Social Enterprise magazine
Oliver Letwin MP, chair of the Conservative Party’s ongoing policy review, speaks to Social Enterprise’s editor, Tim West, about where Conservative thinking has got to and what we might expect in policy terms when the review concludes later this year
Tim West: Why is the Conservative Party interested in social enterprise?
Oliver Letwin: We’ve taken a very great interest in social enterprise as a way of delivering services and as a way of liberating ourselves from a sort of bureaucratic approach to service delivery, with a more human, more localist flavour. Various policy reviews, of which I am in overall charge, have been looking really very closely at the question of how you can best deliver services and how social enterprises fit into that model of service delivery and also how they can help to address problems of social justice…
I think that in ‘Cameron’s Conservatives’ there’s a particular emphasis on this because we are trying to find ways of sharing responsibility – trusting people to get on with their own lives and to make their communities better, encouraging people to take civic responsibility and professional responsibility more into their own hands… You naturally look not just to the public sector – which has its place, of course – and not just to the commercial sector, but to this third world, betwixt the two, which can involve a contribution from government, but also a contribution from the people on the ground.
That very much connects with our idea that things should be more locally provided. For example, at the moment we are sponsoring the Sustainable Communities Bill, which I have been involved in drafting, because we want to try to transfer more power down to local communities. Very often it’s by finding ways for the social enterprises to deliver services locally that you can actually get the power – real decision-making, real choice – down into the local community, rather than just having it organised on the basis of national bureaucracies.
Tim West: What is the fundamental difference between your approach and Labour’s approach to social enterprise?

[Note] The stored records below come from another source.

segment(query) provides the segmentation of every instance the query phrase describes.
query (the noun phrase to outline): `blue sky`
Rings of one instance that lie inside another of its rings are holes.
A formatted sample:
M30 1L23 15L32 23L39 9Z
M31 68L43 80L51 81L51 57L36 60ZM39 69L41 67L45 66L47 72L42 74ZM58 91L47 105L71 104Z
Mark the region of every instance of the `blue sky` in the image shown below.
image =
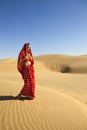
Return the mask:
M0 0L0 59L25 42L33 55L87 54L86 0Z

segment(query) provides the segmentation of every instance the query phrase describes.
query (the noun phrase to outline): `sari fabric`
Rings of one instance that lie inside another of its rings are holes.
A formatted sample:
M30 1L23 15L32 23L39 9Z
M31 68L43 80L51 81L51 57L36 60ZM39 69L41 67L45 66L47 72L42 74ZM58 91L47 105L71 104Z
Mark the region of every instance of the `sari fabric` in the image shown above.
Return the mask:
M23 57L26 56L26 44L22 48L18 56L18 71L21 73L24 80L24 86L20 91L20 94L23 96L35 97L35 76L34 76L34 60L28 57L28 61L31 63L29 66L26 66L23 63ZM28 52L32 56L31 49Z

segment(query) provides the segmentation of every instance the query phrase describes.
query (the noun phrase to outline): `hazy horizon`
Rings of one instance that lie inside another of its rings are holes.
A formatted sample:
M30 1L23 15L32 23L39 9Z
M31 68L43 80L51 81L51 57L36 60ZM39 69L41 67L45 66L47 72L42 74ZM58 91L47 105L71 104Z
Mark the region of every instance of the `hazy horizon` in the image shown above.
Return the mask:
M87 2L0 1L0 59L18 56L25 42L33 55L87 54Z

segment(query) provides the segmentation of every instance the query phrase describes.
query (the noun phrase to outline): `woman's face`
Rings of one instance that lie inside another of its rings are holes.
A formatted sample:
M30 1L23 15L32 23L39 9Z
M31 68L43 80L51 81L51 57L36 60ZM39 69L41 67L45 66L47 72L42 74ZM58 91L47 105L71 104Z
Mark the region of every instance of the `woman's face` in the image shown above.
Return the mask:
M26 52L29 52L29 50L30 50L30 46L29 46L29 44L27 44L26 45Z

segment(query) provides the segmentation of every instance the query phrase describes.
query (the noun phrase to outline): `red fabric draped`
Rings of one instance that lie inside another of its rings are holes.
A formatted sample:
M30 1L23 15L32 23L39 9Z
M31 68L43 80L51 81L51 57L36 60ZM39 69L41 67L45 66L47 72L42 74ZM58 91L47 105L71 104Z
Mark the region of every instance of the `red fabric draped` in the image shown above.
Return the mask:
M28 52L32 56L31 49ZM34 60L33 57L28 58L28 61L31 62L30 66L25 66L24 63L20 63L23 60L23 57L26 56L26 44L24 44L22 50L18 56L18 71L21 73L24 79L24 87L20 91L21 95L35 97L35 76L34 76Z

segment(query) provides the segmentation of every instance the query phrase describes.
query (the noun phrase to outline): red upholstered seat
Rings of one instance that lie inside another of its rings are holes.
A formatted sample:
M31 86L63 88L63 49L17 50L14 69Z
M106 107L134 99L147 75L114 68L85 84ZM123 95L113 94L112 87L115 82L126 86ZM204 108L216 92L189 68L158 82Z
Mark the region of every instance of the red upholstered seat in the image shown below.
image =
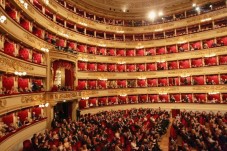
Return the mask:
M25 140L23 142L23 151L31 151L32 150L32 143L30 140Z

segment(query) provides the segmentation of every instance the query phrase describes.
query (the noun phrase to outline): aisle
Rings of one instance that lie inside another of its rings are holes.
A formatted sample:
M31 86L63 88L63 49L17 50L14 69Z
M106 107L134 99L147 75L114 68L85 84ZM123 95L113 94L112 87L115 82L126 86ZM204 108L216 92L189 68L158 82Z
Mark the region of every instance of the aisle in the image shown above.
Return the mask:
M159 142L159 146L162 151L168 151L168 149L169 149L169 136L170 136L170 127L172 125L172 121L173 121L173 119L170 118L170 124L167 129L167 132L165 135L162 136L161 142Z

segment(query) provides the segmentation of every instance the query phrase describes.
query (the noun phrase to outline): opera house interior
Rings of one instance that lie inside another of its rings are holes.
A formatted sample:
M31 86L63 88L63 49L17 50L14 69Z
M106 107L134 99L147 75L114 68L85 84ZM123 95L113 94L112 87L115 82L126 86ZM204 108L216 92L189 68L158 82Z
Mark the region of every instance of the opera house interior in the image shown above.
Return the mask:
M227 0L0 6L0 151L227 151Z

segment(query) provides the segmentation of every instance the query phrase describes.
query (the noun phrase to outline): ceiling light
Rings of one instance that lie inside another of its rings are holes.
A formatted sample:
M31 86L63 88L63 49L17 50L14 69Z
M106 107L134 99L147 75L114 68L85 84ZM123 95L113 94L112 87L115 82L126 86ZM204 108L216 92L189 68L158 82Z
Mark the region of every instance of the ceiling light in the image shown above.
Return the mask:
M4 23L6 21L6 16L0 16L0 23Z
M196 11L200 11L200 8L199 8L199 6L197 6L197 7L195 8L195 10L196 10Z
M210 21L211 18L202 19L201 22Z
M152 11L148 14L148 18L150 18L150 19L155 19L155 17L156 17L156 13L154 11Z
M160 12L158 13L158 16L163 16L163 12L160 11Z

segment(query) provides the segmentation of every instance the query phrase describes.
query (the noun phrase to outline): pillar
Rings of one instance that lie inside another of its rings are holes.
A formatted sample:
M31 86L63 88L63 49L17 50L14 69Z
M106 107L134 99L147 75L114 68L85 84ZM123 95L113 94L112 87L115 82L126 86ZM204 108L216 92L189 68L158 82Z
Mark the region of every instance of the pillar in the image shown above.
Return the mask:
M78 105L78 100L73 100L72 103L72 121L76 121L77 117L77 108L79 107Z

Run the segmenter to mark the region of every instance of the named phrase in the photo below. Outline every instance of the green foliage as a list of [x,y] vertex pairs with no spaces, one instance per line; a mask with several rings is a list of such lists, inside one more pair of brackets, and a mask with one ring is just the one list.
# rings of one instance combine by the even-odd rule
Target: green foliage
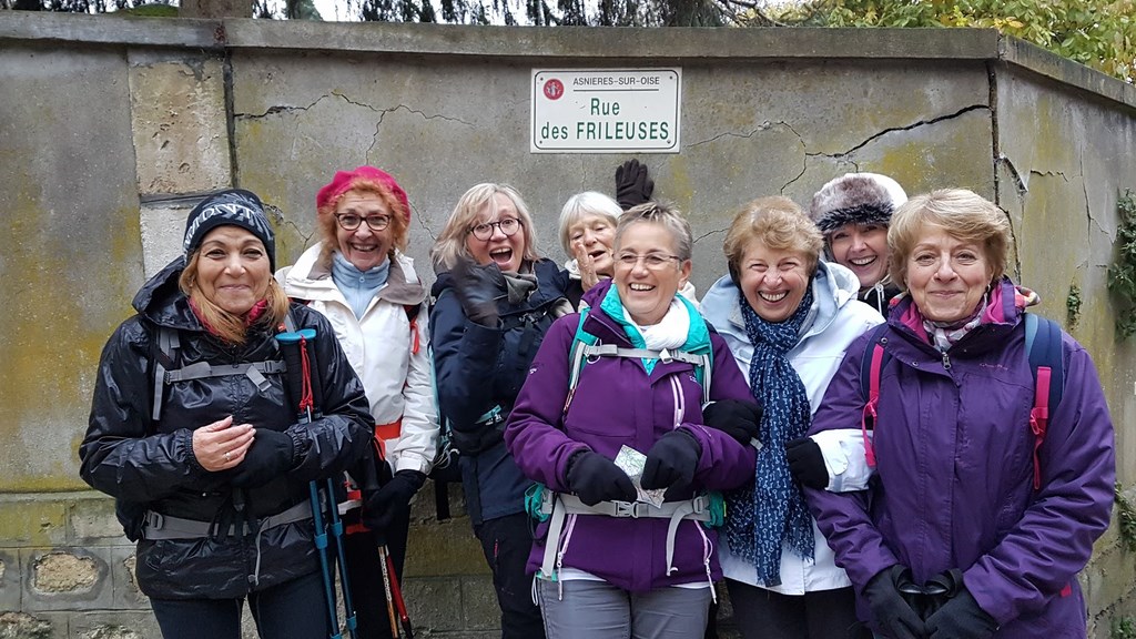
[[1112,617],[1110,639],[1136,639],[1136,622],[1130,616]]
[[1136,200],[1126,190],[1117,200],[1116,250],[1109,266],[1109,291],[1117,307],[1117,332],[1121,339],[1136,334]]
[[1069,284],[1069,294],[1066,296],[1066,324],[1071,329],[1080,320],[1080,287],[1077,282]]
[[1119,482],[1113,487],[1112,495],[1116,501],[1120,542],[1126,550],[1136,553],[1136,507],[1125,497],[1124,487]]
[[1126,82],[1136,77],[1136,0],[805,0],[759,24],[996,28]]

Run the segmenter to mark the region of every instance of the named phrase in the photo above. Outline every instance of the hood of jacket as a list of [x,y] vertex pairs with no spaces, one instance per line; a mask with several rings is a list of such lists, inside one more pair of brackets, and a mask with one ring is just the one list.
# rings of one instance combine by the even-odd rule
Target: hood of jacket
[[178,256],[142,284],[131,304],[139,315],[159,326],[203,331],[190,308],[189,298],[177,285],[182,271],[185,271],[185,257]]
[[[797,341],[824,332],[836,318],[837,312],[855,300],[859,290],[860,281],[844,266],[824,260],[817,263],[817,275],[812,280],[812,308],[801,324]],[[719,332],[745,335],[738,288],[729,275],[722,275],[710,287],[702,298],[701,309]]]
[[[285,266],[276,272],[279,282],[289,297],[309,301],[343,301],[343,294],[332,280],[332,269],[327,264],[319,264],[324,242],[303,251],[293,266]],[[417,306],[426,299],[426,287],[415,272],[414,259],[395,250],[391,259],[391,271],[386,284],[376,293],[378,299],[402,306]]]

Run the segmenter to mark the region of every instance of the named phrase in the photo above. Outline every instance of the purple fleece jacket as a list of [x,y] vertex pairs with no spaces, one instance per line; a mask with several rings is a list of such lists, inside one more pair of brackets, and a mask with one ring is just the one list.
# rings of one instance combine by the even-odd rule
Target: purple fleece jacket
[[[609,285],[603,282],[596,287],[599,290],[588,292],[596,304],[587,314],[585,330],[603,343],[630,347],[623,327],[599,306],[598,300]],[[529,479],[550,490],[567,491],[566,466],[577,450],[590,448],[615,458],[619,448],[627,445],[649,453],[663,433],[675,428],[671,377],[679,383],[684,404],[678,428],[693,435],[702,447],[694,488],[724,490],[753,476],[753,448],[702,425],[702,388],[691,364],[659,362],[648,374],[641,359],[600,358],[584,366],[565,415],[571,366],[569,350],[579,317],[579,314],[567,315],[549,329],[509,416],[506,443]],[[696,321],[701,322],[701,317]],[[713,354],[710,398],[752,401],[750,389],[725,341],[711,332],[710,346]],[[720,579],[717,532],[694,521],[679,524],[674,557],[677,570],[667,575],[667,523],[666,518],[579,515],[571,532],[566,530],[563,533],[571,536],[563,566],[590,572],[635,592]],[[531,573],[541,565],[544,543],[556,542],[544,539],[546,528],[542,524],[537,530],[528,559]]]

Oliver Letwin: It’s not an ideological difference. We both agree that in principle social enterprise is a good thing. But we take the view that our idea of social responsibility implies trying to support and foster social enterprise but not control it, whereas I see that the temptation of the government has been to try to ring social enterprise within the net of targets, directives, plans, schemes, initiatives that are basically centralist. I would put it in terms of a centralist approach and a localist approach.